“Danny? Erm, he’s down on the beach. Just… sitting there looking out at the water. He’s got a big bottle of something hanging from his hand, and a fancy black car waiting for him at the top of the walkway, but that’s about it.”
After years of being a million miles away, Danny was beyond that door in front of me, and it would only take thirty seconds to reach him once I’d stepped out into the sweet ocean air.
But I couldn’t see him. I wouldn’t even allow myself to visualise what he was doing, so instead, I rested a hand on Jackson’s shoulder. “Leave him alone, okay? He’ll probably get back in that fancy car in half an hour and go back to his dream life, away from us. I know you’re starstruck, and I know you want to run to him and talk about music and all the things you love, but this isn’t the right time. Today isn’t the day to talk to him…”
“Daisy, what are you doing?” Gina whispered.
My eyes shot to hers. “We don’t get to exile him from this, G.”
“He’s not welcome around here.”
“Today, he is.” I let go of Jackson and took a step back. My chest was so tight, and my voice didn’t sound like my own. The memories of my romantic youth were pressing against my adult willpower, trying to seep through the weak cracks to remind me of what had once been.
I had to force them down because I wasn’t that girl anymore, and Danny wasn’t that guy.
“Today, Hope Cove is his home again. It’s what Florence would have wanted.”
“What about what you want?”
“Since when has that ever mattered to him?”
Without waiting for her answer, I turned and walked away, listening to the sounds of Ben, Gina, and Jackson muttering things as I went. I got the gist. Jackson was pissed. Gina was pissed. Ben was pissed.
Me? I was scared, and nothing made me run quite like fear did.
Once I made it to the back door of the pub that led out into an open beer garden, I pushed through and stepped out into the bright, dazzling sunlight. My dress suddenly felt too tight, and I couldn’t catch a damn breath. Inhaling didn’t do anything for me, not even when I closed my eyes and tried to take in as much oxygen as possible. It only made me feel more claustrophobic than before… like I’d forgotten how to breathe.
Like the night when Danny ended things.
Come on, Daisy. He’s nothing to you now. This isn’t real. He’s not real. Your love wasn’t real.
I slipped off my shoes, curled my toes into the grass beneath my feet, and I looked at the back gate.
Then, I ran, and I didn’t stop running until I got home, where I locked all the doors and headed straight for my fridge to grab that chilled bottle of rosé wine that was waiting for me to destroy it.
Within an hour, I’d drunk the lot.
* * *
My phone rang and rang and rang until I had no choice but to text Ben and Gina to tell them to back off. With alcohol came courage, and I was feeling ballsy now the fear had been drowned by Echo Falls, 11.5%.
Me: Ben, there’s nothing wrong. I left before I did something stupid… like throw a bottle at Danny’s head. I’ll call you in the morning.
Me: G, thanks for letting me know you didn’t cause a scene, and yes, I’m glad Jackson didn’t run over to get his autograph, either. I’ll call you tomorrow. Tonight, I have a full series of Grey’s Anatomy to catch up on and three bottles of wine to drown in. Fun times. ;)
I hoped that sated them because I had more alcohol to sink, and I wanted to do it in the comfort of my grey jogging bottoms and my whiteI Love DevonT-shirt. I could lie and say it had been the first thing at hand, but it hadn’t. I’d scrambled through a drawer I barely opened these days, looking for this thing as an act of defiance to the superstar who’d once thought this great county wasn’t good enough for him.

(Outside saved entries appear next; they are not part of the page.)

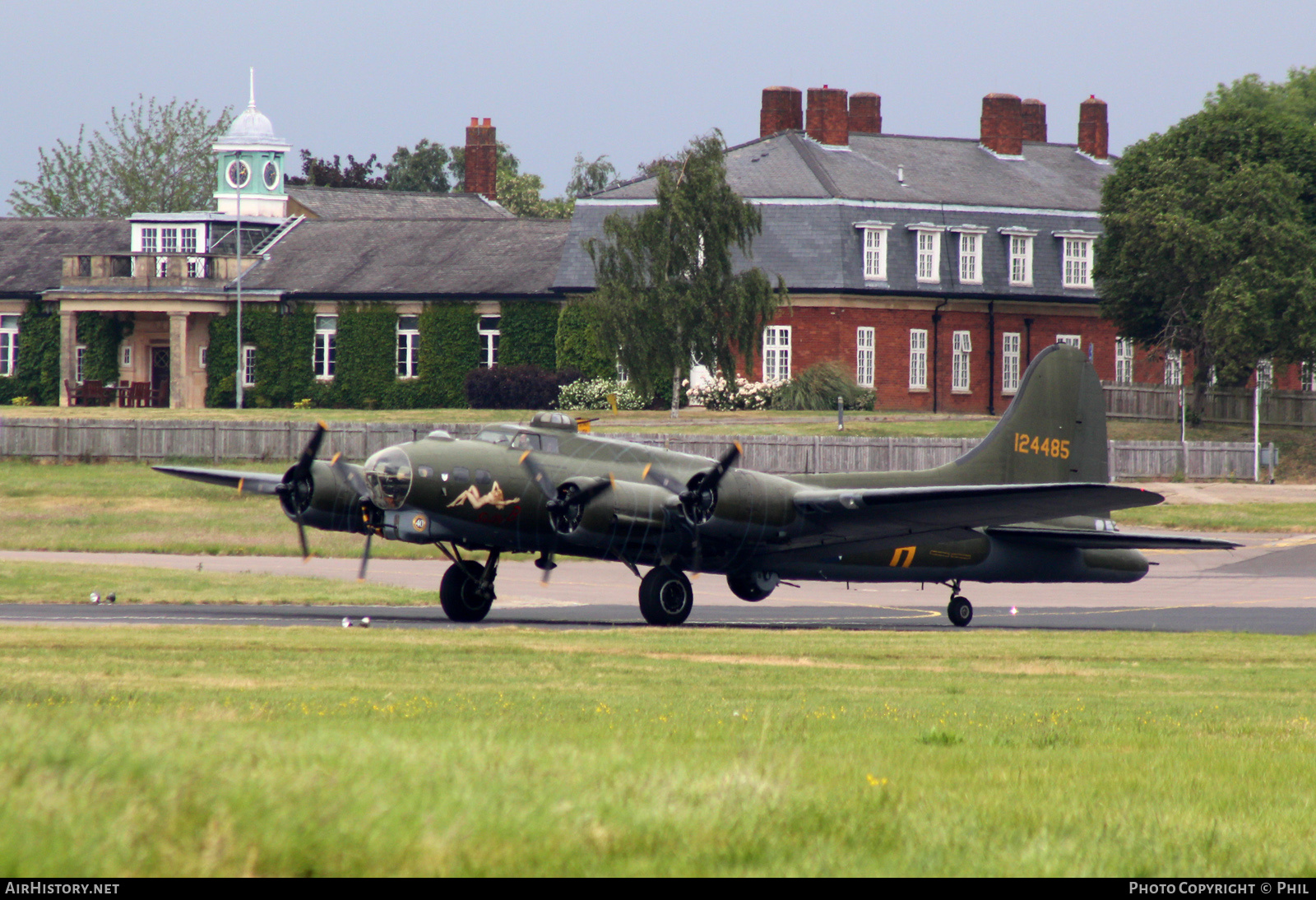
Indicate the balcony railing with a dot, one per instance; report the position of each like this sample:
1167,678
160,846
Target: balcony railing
151,270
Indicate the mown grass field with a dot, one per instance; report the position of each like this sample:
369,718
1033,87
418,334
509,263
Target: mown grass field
642,752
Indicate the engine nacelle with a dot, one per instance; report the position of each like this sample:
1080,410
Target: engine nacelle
326,502
631,512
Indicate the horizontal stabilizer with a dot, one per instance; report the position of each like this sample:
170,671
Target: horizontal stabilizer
1089,540
873,512
245,482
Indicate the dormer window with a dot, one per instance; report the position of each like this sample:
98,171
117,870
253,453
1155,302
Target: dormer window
971,253
1078,258
874,250
928,252
1020,256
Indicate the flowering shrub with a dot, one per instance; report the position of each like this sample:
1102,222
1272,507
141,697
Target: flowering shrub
719,395
594,395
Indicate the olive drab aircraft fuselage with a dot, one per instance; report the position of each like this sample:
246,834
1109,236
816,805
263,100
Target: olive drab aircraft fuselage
1032,503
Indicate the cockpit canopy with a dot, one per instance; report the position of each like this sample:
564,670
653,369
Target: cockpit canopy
388,474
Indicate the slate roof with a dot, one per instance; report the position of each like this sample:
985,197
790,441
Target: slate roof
32,250
359,203
386,257
811,197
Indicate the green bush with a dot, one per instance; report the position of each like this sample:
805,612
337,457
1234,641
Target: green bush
819,386
592,394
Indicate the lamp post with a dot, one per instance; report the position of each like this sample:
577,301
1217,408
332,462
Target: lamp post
237,184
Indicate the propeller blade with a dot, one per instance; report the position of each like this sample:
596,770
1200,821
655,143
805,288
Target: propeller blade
724,465
662,479
539,476
365,558
308,452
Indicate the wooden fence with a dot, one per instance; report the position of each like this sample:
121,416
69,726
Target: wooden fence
1228,406
155,440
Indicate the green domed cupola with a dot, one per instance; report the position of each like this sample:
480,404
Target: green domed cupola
249,162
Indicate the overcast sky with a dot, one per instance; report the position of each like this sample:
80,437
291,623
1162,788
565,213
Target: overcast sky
628,79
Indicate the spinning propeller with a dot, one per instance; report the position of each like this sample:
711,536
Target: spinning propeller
699,496
563,504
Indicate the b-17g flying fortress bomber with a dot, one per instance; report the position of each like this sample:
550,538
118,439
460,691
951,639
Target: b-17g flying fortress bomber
1031,503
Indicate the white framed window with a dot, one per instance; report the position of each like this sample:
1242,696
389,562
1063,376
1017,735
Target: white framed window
1010,362
8,345
1124,361
864,357
874,250
408,346
1020,257
489,329
1078,262
322,357
918,358
1173,368
961,345
1265,375
971,257
776,353
928,256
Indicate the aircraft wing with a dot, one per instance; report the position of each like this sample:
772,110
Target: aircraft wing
1086,540
878,512
243,482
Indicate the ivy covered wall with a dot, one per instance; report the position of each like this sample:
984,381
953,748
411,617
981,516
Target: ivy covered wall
528,335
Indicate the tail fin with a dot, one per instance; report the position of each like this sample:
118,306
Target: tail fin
1054,429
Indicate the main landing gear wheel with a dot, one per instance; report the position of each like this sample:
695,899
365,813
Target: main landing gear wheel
665,596
460,592
961,610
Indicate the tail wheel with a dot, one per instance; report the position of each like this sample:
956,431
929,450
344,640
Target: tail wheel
460,594
666,596
961,610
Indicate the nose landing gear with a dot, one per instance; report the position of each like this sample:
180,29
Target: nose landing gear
960,610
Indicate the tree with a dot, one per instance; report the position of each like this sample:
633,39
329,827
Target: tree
666,290
1210,232
322,173
423,169
153,158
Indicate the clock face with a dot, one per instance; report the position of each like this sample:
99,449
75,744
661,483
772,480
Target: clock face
239,174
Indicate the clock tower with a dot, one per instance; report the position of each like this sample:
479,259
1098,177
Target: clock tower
249,160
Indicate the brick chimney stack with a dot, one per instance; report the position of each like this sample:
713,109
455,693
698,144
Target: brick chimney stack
866,114
1035,120
829,118
482,160
1094,136
782,111
1003,124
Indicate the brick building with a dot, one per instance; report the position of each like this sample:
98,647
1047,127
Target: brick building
932,267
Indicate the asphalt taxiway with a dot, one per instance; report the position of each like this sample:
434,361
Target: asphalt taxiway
1269,586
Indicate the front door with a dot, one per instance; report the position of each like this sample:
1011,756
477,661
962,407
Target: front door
160,377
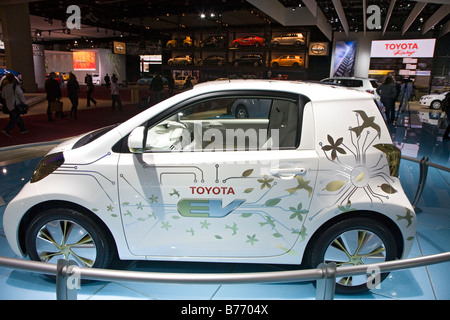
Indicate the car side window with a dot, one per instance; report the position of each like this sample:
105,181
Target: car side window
232,123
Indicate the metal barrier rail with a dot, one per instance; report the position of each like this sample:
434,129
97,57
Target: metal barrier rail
424,163
325,275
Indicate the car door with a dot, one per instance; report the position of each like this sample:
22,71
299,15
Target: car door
212,186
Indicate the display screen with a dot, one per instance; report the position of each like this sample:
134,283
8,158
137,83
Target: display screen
409,48
84,60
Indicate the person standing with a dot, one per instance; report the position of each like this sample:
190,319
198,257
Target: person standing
90,87
157,87
12,93
107,80
387,94
53,94
115,97
73,89
171,84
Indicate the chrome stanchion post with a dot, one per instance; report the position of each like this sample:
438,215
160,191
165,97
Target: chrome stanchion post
66,284
325,287
422,181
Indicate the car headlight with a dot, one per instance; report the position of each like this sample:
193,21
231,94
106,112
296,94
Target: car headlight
47,165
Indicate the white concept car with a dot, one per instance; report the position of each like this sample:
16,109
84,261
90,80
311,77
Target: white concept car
314,180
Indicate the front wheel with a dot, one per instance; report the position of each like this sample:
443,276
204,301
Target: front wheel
351,242
63,233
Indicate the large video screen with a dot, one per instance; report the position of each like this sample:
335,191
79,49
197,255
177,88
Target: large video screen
84,60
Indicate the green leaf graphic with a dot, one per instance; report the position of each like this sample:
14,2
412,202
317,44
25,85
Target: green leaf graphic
272,202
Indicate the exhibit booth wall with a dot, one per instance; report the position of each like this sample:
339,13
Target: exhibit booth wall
363,43
98,62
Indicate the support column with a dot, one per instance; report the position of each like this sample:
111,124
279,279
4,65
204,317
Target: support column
16,30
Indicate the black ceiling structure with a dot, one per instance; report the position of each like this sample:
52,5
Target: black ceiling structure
158,19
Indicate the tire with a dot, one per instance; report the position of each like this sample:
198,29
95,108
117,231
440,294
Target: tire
354,241
63,233
241,112
435,105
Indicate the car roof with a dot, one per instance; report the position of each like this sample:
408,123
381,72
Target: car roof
356,78
314,91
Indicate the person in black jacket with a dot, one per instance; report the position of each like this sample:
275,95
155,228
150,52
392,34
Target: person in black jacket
446,107
53,94
157,86
90,90
73,89
387,94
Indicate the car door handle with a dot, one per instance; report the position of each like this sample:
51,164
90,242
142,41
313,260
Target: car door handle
287,172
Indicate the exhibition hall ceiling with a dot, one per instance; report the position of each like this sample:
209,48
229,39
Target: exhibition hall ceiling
156,19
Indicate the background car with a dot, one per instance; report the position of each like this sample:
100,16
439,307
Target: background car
287,61
254,60
295,39
148,80
213,60
433,100
358,83
180,81
180,60
178,42
248,41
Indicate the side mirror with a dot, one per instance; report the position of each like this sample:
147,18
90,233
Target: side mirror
136,140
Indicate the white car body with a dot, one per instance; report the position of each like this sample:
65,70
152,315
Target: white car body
433,100
206,204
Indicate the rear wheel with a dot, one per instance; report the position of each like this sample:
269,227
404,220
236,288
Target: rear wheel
63,233
351,242
435,105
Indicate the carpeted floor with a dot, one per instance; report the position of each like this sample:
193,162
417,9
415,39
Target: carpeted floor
40,129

It was more than good enough.
It was everything—everything he’d walked away from.
The TV wasn’t holding my attention when I sat on the cream, soft sofa with my next bottle of wine. My blood was warm, my cheeks flushed, but other people’s voices were grating on my last nerve, so I switched the thing off and let the screen turn black. I didn’t listen to music usually—at least not music with lyrics—but I was partial to the odd score soundtrack, or an orchestra album every now and again. Scrolling through my phone, I found my free version of Spotify I hardly ever used, hunted down the Twilight score, and I hit play, listening to the hypnotic melodies of Edward and Bella’s love.

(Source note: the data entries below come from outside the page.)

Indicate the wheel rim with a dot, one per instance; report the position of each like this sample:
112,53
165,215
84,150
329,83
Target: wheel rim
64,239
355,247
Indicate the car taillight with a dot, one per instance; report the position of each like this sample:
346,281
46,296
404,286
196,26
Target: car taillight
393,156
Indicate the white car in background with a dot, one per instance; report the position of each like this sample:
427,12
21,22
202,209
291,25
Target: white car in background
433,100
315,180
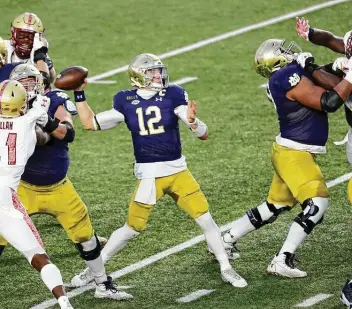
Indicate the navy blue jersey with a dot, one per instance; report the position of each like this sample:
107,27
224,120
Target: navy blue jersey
297,121
6,70
153,123
49,163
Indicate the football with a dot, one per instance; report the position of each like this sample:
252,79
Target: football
71,78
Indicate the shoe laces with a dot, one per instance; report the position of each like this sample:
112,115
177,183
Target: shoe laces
291,260
109,285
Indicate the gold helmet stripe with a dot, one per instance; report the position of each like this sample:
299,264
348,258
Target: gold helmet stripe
3,89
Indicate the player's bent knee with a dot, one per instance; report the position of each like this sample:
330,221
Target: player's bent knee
269,211
315,188
313,213
137,224
89,250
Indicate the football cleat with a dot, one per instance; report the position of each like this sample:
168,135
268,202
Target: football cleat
229,275
82,278
109,290
102,241
284,265
65,303
346,294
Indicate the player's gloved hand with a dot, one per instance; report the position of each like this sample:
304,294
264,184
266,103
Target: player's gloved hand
340,64
43,119
302,28
41,102
304,59
347,39
39,49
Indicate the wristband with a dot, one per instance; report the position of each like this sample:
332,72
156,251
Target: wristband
79,96
51,125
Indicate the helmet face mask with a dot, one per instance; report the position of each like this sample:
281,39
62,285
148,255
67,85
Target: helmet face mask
273,55
30,77
3,53
146,71
23,29
13,99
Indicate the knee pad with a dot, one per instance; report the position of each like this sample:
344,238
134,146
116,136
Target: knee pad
312,214
349,147
267,208
89,250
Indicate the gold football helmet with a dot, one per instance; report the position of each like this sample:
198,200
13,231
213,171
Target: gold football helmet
273,55
13,99
3,53
30,77
141,70
23,29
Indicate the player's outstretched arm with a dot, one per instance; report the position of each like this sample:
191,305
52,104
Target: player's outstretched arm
102,121
306,93
188,116
319,36
85,113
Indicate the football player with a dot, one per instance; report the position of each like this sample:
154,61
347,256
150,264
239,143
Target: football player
342,45
17,140
27,44
45,187
302,109
151,111
6,68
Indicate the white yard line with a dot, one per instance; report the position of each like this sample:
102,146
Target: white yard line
225,36
161,255
194,296
313,300
180,81
184,80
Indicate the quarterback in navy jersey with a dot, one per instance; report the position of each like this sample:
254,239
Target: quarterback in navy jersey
302,109
45,187
151,112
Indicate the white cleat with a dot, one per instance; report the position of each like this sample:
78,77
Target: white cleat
232,251
102,241
64,303
229,275
107,289
230,247
82,279
283,265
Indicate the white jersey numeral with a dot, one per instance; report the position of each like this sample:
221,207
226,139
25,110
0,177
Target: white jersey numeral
151,122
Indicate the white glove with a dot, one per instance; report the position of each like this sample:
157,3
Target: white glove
301,58
42,120
37,44
42,102
302,28
340,64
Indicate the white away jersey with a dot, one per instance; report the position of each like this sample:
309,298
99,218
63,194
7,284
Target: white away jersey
17,143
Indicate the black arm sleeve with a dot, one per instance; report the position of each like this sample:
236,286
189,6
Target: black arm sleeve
330,101
70,134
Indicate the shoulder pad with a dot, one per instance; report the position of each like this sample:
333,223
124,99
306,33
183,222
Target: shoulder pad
287,78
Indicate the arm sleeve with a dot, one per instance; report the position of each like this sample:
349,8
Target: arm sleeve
108,119
179,96
181,113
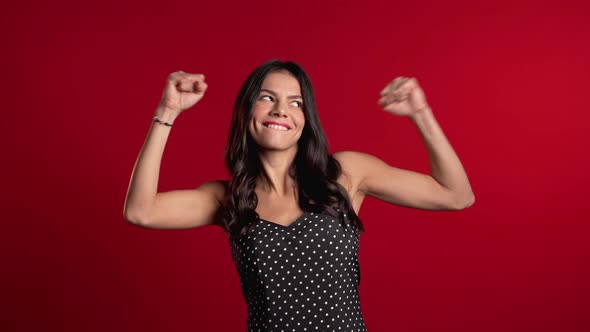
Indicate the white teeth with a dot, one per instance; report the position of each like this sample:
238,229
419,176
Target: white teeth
273,126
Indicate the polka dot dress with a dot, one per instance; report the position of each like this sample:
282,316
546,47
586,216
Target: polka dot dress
300,277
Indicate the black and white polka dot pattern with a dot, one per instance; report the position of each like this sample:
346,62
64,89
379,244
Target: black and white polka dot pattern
300,277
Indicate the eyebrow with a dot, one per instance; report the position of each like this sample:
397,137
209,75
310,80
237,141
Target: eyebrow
274,94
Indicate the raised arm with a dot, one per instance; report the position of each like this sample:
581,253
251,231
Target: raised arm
146,207
446,188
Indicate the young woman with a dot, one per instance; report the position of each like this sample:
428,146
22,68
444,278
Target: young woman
289,208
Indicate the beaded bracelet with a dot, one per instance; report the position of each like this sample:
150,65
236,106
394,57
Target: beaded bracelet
162,122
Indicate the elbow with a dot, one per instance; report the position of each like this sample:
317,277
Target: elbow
135,218
464,202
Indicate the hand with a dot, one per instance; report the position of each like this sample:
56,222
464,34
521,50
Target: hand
403,96
182,91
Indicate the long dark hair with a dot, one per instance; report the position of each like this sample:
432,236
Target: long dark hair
315,171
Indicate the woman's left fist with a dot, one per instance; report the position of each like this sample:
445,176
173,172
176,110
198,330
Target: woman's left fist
403,96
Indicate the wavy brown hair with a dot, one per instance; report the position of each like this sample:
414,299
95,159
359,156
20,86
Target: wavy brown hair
314,170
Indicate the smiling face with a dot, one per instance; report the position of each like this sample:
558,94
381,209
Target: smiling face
277,118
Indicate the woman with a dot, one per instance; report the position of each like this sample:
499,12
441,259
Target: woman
290,209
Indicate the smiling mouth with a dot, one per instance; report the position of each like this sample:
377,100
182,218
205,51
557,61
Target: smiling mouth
276,127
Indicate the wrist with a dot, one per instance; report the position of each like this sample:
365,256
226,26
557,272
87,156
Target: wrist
421,112
165,114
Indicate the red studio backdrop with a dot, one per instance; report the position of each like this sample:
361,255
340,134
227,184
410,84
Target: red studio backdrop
507,81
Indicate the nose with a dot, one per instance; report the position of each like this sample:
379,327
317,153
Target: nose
278,110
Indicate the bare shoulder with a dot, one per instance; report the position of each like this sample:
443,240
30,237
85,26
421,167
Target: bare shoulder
353,164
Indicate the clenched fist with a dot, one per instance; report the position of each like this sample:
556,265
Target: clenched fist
182,91
403,96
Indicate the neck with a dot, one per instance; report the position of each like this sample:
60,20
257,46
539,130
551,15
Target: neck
275,178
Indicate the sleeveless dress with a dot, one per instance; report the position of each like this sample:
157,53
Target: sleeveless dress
300,277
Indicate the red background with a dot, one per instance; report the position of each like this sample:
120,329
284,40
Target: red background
507,82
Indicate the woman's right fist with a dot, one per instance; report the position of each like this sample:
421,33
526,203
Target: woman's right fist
183,90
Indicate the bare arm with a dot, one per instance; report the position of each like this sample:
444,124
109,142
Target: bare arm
447,188
179,208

It was the only kind of romance I could allow myself to drown in, because the man wasn’t mortal and wouldn’t fuck up, and if he did, he’d somehow fix it so that life was perfect again—often better than before. He was a vampire—fictional—and I could allow myself to get lost in fiction more than reality now. Just like Florence did after her heart broke when she lost her husband.
The wine flowed, and I dropped my head onto the back of the sofa, closing my eyes.
But that’s the problem with your own mind. You can try and train it to be defiant like your heart, but when your thoughts unconsciously drift, they often end up wandering into the very thing you were trying to avoid.